Wednesday, January 10, 2007

Remembering Robert Solomon

Robert C. Solomon, 1942-2006

I was saddened and shocked to get an email from Texas on Sunday, saying that American philosopher Robert Solomon had died suddenly last week. It happened on Jan. 2, as I later found out. He died in Switzerland, while on his way to Italy, which is fitting given his lifelong interest in Nietzsche. You can find a nice obit with a picture here.

Bob has always been one of my favorite people in American philosophy, always doing interesting, divergent, ahead-of-the-herd kinds of things. Whenever he gave a paper at convention I was attending, I would go to his paper, and he seemed to do the same for me. It was always a pleasure and an honor to see his face in the audience. It always made me want to do a good job (and feel crummier if I didn’t!).

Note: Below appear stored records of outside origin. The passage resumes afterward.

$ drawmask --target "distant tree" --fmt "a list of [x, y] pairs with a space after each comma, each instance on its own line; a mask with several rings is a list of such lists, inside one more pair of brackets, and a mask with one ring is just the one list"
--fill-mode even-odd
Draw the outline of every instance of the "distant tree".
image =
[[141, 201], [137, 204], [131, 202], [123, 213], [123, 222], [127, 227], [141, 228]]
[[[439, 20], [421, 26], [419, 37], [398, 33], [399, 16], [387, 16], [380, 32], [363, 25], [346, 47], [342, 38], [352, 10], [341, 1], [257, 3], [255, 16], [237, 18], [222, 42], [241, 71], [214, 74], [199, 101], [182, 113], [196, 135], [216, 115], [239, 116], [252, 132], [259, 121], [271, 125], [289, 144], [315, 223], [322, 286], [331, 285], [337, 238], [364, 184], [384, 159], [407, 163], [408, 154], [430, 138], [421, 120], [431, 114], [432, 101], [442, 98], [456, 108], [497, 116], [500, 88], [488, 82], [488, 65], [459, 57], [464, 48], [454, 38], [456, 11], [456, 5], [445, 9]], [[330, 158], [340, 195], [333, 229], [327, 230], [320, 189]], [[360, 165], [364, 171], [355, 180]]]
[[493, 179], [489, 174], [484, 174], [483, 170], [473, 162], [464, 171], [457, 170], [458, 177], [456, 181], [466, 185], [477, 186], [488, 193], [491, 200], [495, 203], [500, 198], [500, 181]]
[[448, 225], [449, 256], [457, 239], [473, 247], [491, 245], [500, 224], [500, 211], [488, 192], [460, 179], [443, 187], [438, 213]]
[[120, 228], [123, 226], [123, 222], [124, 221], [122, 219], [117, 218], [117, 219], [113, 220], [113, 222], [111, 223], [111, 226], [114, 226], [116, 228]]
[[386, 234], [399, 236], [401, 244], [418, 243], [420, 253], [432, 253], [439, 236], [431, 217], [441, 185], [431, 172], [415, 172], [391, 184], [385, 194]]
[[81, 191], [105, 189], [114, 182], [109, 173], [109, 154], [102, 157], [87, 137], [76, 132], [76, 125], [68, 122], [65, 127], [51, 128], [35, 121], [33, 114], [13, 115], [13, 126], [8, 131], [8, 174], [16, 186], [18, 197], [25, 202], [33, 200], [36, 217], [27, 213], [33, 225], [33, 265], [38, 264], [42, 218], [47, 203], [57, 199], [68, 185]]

When I first heard of him, I think he was a Visiting Assistant Professor at UCLA, and had just edited an anthology of essays on Nietzsche. It’s one of the great anthologies of its kind – and still in print, I think! So I’ll always think of him as that youngster who did that interesting anthology, which might be one reason his death is such a shock.

Of course he went on to do many other things, including a pioneering, classic, and just plain fun to read book on the emotions that I have taught a number of times.

Way back in 1982 I brought him out to give some talks at the place I was teaching at the time, the University of Minnesota campus at a hole-in-the-prairie called Morris. For my business ethics students he did basically the same presentation he did for corporate executives, only this time for a lot less money. It was obvious why he was such a beloved teacher – he was a very engaging speaker, but in a no-bullshit way. It was clear one was dealing with a thinker, not an actor. He did not practice the usual, authoritarian (I talk, you listen and maybe ask questions) teaching method that has dominated university teaching for a thousand years. He got the students to talk. And, I can tell you, in rural Minnesota, that ain’t easy.

It’s a heardache to think I’ll never see him at the podium or in the audience again.